The most prevalent paper £20 note was introduced in 2007. It features a portrait of Scottish economist Adam Smith on the back as well as an illustration of workers in a pin factory. The note features a number of security features in addition to the metallic thread: these include raised print, a watermark, microlettering, a holographic strip, a see-through register, and a colourful pattern which only appears under ultraviolet light.

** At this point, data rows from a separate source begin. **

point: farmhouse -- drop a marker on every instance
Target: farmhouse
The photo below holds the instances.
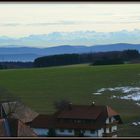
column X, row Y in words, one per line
column 78, row 120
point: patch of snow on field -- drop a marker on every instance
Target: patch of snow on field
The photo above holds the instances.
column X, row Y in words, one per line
column 133, row 93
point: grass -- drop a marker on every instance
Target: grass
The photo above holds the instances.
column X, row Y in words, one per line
column 39, row 88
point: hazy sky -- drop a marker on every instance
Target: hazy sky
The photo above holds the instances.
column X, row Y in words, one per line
column 18, row 20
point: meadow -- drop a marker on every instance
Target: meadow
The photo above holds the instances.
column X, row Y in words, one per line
column 39, row 88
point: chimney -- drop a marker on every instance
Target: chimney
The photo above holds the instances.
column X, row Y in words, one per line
column 70, row 106
column 93, row 103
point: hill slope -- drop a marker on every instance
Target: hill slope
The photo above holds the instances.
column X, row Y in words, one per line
column 19, row 53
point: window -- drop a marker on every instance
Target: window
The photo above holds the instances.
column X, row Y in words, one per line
column 61, row 130
column 92, row 131
column 69, row 130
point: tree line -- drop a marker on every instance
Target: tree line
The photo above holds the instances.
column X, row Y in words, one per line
column 99, row 58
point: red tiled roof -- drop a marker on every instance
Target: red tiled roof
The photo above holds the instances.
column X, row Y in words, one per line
column 2, row 128
column 111, row 112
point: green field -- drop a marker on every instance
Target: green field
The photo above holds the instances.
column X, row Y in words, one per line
column 39, row 88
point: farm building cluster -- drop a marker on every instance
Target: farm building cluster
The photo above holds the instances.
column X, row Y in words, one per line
column 18, row 120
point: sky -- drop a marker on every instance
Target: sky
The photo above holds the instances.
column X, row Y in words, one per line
column 25, row 19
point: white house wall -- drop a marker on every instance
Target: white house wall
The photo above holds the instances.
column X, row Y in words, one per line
column 66, row 132
column 114, row 128
column 89, row 133
column 41, row 131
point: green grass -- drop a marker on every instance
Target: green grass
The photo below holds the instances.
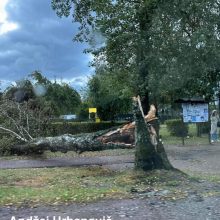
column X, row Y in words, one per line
column 67, row 185
column 192, row 138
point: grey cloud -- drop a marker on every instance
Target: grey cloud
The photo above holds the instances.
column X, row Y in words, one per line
column 42, row 42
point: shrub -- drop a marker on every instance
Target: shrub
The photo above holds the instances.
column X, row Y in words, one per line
column 177, row 127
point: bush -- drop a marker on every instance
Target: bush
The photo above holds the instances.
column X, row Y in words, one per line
column 60, row 128
column 177, row 127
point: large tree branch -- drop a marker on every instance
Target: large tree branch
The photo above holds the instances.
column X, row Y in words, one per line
column 14, row 134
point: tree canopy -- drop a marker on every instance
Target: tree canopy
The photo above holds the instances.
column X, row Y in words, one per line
column 170, row 48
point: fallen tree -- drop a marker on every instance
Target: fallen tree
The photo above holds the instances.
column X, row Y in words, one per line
column 142, row 134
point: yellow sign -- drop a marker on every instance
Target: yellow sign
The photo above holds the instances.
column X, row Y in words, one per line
column 97, row 120
column 92, row 110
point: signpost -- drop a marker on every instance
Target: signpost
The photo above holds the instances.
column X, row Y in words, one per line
column 195, row 112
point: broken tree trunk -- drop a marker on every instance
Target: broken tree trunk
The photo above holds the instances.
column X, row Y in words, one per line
column 150, row 154
column 78, row 143
column 142, row 135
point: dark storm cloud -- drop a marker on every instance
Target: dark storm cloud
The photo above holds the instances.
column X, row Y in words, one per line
column 42, row 42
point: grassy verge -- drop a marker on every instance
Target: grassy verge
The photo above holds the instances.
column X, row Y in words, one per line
column 192, row 139
column 32, row 187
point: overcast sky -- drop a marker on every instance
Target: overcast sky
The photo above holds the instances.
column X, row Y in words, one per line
column 32, row 37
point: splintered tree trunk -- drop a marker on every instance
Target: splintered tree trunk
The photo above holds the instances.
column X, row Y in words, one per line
column 148, row 156
column 150, row 153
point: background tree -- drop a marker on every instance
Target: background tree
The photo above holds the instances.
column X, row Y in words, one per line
column 124, row 27
column 60, row 98
column 184, row 48
column 110, row 93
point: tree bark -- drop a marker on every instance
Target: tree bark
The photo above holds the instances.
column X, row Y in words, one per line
column 149, row 155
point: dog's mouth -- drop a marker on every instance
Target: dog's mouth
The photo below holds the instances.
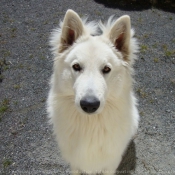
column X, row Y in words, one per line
column 90, row 104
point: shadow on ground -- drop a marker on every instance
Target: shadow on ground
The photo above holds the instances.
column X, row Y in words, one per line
column 128, row 163
column 138, row 5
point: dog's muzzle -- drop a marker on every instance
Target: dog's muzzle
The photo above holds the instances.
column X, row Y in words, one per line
column 89, row 104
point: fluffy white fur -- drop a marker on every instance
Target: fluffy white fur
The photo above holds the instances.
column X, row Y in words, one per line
column 94, row 142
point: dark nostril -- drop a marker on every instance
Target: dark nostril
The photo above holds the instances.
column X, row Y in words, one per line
column 90, row 104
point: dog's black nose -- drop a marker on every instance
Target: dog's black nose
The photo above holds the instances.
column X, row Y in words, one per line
column 89, row 104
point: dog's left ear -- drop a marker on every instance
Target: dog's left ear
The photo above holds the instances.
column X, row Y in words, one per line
column 72, row 28
column 120, row 35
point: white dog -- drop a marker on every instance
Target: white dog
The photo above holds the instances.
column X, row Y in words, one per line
column 91, row 103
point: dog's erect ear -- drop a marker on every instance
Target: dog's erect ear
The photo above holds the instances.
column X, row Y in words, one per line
column 120, row 35
column 72, row 28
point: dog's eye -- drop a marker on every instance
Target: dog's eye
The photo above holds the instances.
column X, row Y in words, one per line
column 106, row 70
column 76, row 67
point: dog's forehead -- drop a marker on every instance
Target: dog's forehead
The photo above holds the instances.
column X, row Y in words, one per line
column 92, row 51
column 93, row 47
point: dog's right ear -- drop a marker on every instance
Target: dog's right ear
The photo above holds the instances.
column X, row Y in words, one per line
column 72, row 28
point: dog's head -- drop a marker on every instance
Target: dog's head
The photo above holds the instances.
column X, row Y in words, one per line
column 92, row 68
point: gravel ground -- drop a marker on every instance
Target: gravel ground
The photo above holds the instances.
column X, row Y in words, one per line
column 26, row 142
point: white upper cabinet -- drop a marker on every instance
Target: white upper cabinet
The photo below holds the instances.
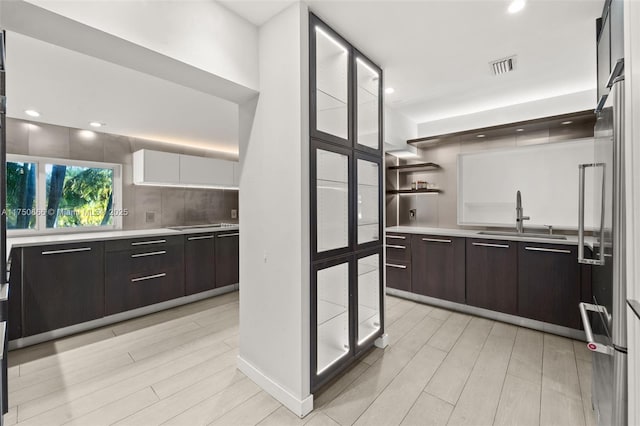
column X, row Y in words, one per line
column 155, row 167
column 168, row 169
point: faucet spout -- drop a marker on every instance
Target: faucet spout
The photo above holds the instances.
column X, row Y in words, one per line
column 519, row 214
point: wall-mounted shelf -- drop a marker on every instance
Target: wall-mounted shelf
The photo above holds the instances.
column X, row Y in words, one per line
column 415, row 191
column 406, row 168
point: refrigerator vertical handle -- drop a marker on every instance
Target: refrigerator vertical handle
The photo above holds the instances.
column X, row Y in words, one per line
column 581, row 258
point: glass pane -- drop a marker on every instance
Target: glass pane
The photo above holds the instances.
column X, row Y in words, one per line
column 368, row 117
column 332, row 87
column 368, row 297
column 332, row 315
column 78, row 196
column 333, row 200
column 368, row 201
column 21, row 195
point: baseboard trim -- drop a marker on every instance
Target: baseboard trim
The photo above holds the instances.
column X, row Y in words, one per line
column 486, row 313
column 297, row 406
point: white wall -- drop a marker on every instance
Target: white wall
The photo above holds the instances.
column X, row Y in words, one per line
column 579, row 101
column 203, row 34
column 632, row 135
column 274, row 213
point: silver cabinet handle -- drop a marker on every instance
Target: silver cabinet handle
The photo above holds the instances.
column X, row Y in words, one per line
column 436, row 240
column 548, row 250
column 148, row 277
column 581, row 258
column 201, row 237
column 393, row 265
column 144, row 243
column 66, row 251
column 152, row 253
column 592, row 345
column 491, row 245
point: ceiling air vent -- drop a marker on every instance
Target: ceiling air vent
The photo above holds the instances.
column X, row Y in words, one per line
column 503, row 66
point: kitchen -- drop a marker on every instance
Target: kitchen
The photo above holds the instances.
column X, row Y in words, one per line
column 308, row 272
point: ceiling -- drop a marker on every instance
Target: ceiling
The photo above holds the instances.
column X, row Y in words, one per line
column 72, row 89
column 436, row 53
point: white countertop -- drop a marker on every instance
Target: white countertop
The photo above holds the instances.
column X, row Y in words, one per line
column 42, row 240
column 473, row 233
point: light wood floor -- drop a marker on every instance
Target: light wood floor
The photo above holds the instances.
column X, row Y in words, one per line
column 177, row 367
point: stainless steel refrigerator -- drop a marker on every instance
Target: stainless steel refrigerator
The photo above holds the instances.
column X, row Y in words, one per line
column 604, row 320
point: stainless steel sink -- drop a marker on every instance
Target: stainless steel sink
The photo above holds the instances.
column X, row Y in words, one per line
column 523, row 234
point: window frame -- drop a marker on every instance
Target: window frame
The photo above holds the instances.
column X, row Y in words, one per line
column 41, row 194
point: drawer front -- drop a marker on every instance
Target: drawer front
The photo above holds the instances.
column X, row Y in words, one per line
column 398, row 251
column 148, row 278
column 398, row 275
column 144, row 244
column 398, row 239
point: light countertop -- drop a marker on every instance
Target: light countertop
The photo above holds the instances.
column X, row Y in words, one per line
column 473, row 233
column 43, row 240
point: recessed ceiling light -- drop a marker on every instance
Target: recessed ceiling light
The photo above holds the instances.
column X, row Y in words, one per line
column 516, row 6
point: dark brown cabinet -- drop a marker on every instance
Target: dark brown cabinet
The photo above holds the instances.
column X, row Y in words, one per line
column 142, row 272
column 438, row 267
column 492, row 275
column 549, row 285
column 227, row 258
column 199, row 264
column 62, row 285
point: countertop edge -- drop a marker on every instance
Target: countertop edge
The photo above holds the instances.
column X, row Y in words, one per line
column 474, row 233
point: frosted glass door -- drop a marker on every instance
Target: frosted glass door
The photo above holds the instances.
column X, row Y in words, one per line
column 332, row 84
column 368, row 297
column 332, row 206
column 368, row 106
column 332, row 318
column 368, row 203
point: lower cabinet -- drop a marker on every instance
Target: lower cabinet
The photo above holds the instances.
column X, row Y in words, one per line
column 199, row 264
column 62, row 285
column 227, row 258
column 438, row 267
column 492, row 275
column 549, row 285
column 143, row 272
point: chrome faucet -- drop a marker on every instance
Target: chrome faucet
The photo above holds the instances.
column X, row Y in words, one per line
column 519, row 218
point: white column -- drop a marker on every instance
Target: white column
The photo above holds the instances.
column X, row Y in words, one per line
column 274, row 213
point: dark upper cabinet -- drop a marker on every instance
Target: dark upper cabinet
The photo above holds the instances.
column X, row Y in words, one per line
column 62, row 285
column 492, row 275
column 199, row 263
column 227, row 258
column 143, row 272
column 549, row 285
column 438, row 267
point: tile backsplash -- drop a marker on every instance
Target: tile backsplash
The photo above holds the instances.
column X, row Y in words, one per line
column 148, row 207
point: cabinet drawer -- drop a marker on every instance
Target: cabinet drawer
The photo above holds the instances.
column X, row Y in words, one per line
column 398, row 251
column 144, row 244
column 398, row 275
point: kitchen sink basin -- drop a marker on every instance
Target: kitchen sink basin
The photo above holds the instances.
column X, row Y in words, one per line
column 523, row 234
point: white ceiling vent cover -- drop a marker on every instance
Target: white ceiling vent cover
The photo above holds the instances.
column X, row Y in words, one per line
column 503, row 66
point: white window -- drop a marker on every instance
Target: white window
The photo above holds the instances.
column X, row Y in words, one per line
column 49, row 195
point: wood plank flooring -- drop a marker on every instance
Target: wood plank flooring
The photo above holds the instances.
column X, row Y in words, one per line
column 177, row 367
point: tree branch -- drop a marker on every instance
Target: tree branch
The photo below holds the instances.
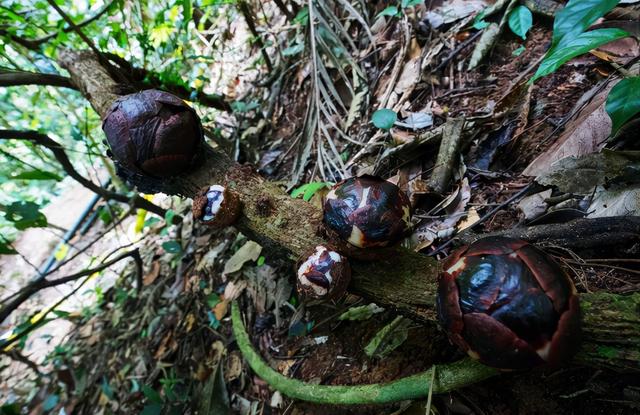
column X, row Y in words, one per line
column 15, row 78
column 60, row 155
column 400, row 279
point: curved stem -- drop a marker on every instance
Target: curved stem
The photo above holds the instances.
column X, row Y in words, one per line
column 447, row 377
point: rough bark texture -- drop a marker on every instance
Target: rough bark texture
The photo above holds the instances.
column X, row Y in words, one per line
column 401, row 279
column 14, row 78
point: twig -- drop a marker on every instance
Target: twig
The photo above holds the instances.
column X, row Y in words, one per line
column 15, row 78
column 448, row 155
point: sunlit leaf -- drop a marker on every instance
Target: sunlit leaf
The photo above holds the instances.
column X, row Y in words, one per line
column 623, row 102
column 172, row 247
column 581, row 44
column 389, row 11
column 384, row 118
column 576, row 17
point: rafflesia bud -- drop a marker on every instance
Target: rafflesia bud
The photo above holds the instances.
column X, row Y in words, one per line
column 153, row 132
column 509, row 304
column 367, row 211
column 325, row 274
column 216, row 206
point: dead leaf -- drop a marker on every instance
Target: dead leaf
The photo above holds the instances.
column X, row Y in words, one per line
column 623, row 202
column 250, row 251
column 584, row 134
column 189, row 321
column 233, row 290
column 453, row 10
column 534, row 205
column 581, row 174
column 153, row 273
column 470, row 220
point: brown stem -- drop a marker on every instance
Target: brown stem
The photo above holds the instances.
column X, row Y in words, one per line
column 15, row 78
column 400, row 279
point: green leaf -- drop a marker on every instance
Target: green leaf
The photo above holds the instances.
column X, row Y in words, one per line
column 25, row 215
column 161, row 34
column 213, row 300
column 583, row 43
column 151, row 394
column 478, row 22
column 168, row 216
column 520, row 21
column 186, row 11
column 6, row 249
column 293, row 49
column 50, row 402
column 623, row 102
column 410, row 3
column 172, row 247
column 36, row 175
column 384, row 118
column 360, row 313
column 309, row 189
column 389, row 11
column 302, row 18
column 576, row 17
column 152, row 409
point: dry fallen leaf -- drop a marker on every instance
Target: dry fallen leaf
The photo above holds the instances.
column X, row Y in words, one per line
column 250, row 251
column 584, row 134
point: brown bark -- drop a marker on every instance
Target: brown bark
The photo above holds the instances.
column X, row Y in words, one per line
column 400, row 279
column 14, row 78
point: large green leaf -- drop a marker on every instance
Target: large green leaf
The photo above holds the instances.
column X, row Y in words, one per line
column 581, row 44
column 576, row 17
column 520, row 21
column 623, row 102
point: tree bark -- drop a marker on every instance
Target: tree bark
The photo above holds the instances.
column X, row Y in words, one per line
column 14, row 78
column 401, row 279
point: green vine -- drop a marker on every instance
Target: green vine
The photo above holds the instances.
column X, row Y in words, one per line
column 447, row 377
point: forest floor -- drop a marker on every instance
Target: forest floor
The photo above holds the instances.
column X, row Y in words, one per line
column 170, row 344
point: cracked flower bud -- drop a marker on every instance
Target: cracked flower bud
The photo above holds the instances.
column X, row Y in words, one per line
column 367, row 211
column 216, row 206
column 324, row 274
column 509, row 304
column 153, row 132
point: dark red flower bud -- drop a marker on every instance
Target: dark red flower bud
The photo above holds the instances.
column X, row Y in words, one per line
column 509, row 304
column 216, row 206
column 324, row 274
column 153, row 132
column 367, row 211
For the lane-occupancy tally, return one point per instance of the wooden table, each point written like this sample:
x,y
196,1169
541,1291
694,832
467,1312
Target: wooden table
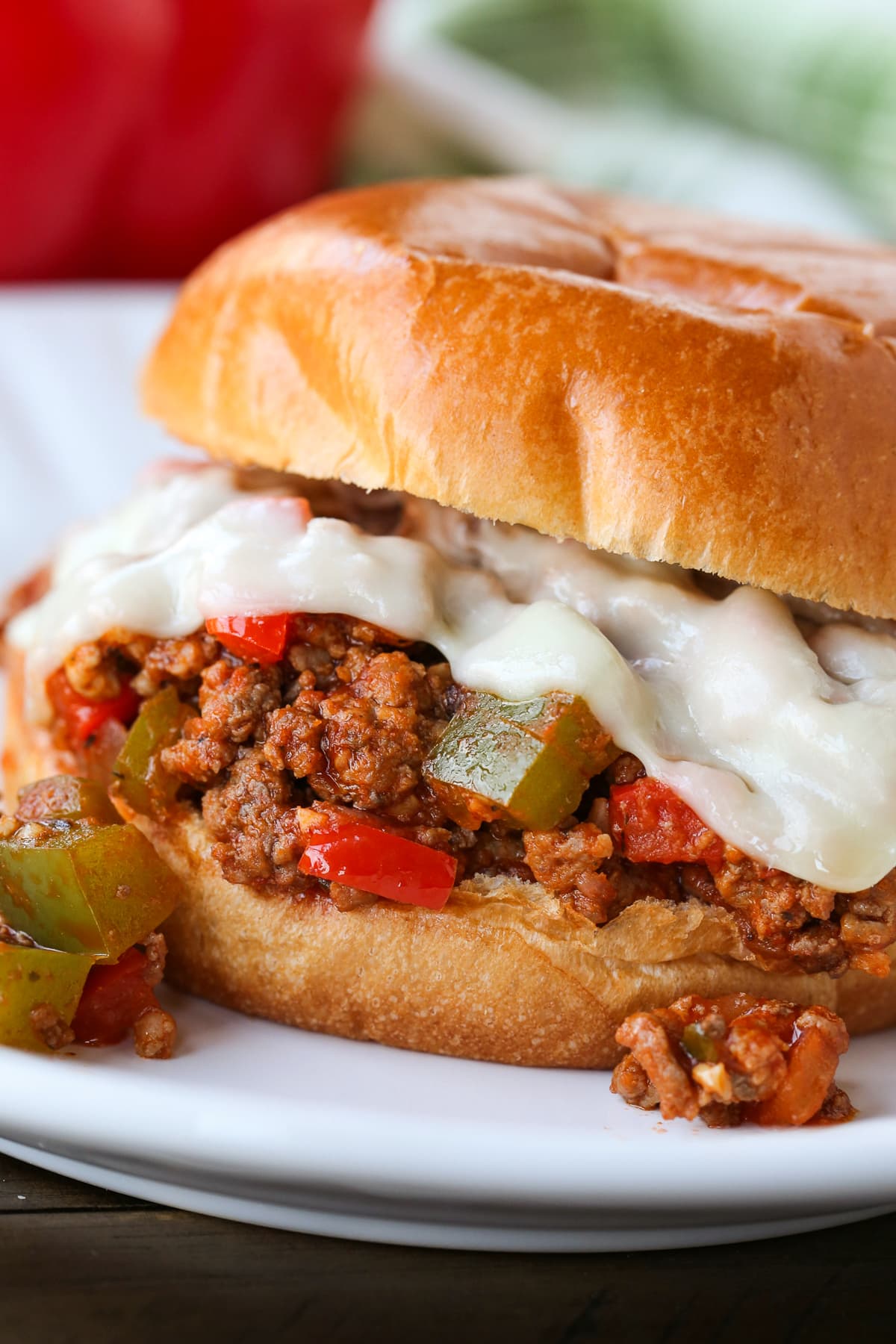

In September 2015 the Bank of England announced that the next £20 note would be printed on polymer, rather than cotton paper. This was followed by an announcement in April 2016 that Adam Smith would be replaced by artist J. M. W. Turner on the next £20 note, which entered circulation on 20 February 2020. Images on the reverse of the Turner note include a c.1799 self-portrait of Turner, a version of Turner's The Fighting Temeraire, the quote "Light is therefore colour" from an 1818 lecture by Turner, and a copy of Turner's signature as made on his will. Like all polymer banknotes issued by the Bank of England, the polymer £20 note features a transparent window to counteract forgery, and raised dots resembling Braille to assist identification by the visually-impaired.

==Designs==

| Note | First issued | Last issued | Ceased to be legal tender | Colour | Size | Design | Additional information |
| White | 1725 | 1943 | 16 April 1945 | Monochrome Printed on one side only | 211 × 133 mm (may vary) |  | Denomination discontinued from 1945 until 1970 |
| Series D | 9 July 1970 | 1991 | 19 March 1993 | Predominantly purple | 160 × 90 mm | Front: Queen Elizabeth II Back: William Shakespeare | First £20 note to carry a portrait of a monarch and used a "windowed" security thread (July 1984 onward) |
| Series E | 5 June 1991 | 2000 | 28 February 2001 | Multicoloured (predominantly mauve-purple) | 149 × 80 mm | Front: Queen Elizabeth II Back: Michael Faraday | Those notes issued from September 1993 have an additional denomination symbol £20 on each side |
| Series E (variant) | 22 June 1999 | 2007 | 30 June 2010 | Front: Queen Elizabeth II Back: Edward Elgar |  |
| Series F | 13 March 2007 | 2020 | 30 September 2022 | Front: Queen Elizabeth II Back: Adam Smith |  |
| Series G (I) | 20 February 2020 | 2022 |  | 139 × 73 mm | Front: Queen Elizabeth II Back: J. M. W. Turner | Polymer note |
| Series G (II) | 5 June 2024 |  |  | 139 × 73 mm | Front: King Charles III Back: J. M. W. Turner | First King Charles III notes |

Information taken from the Bank of England website.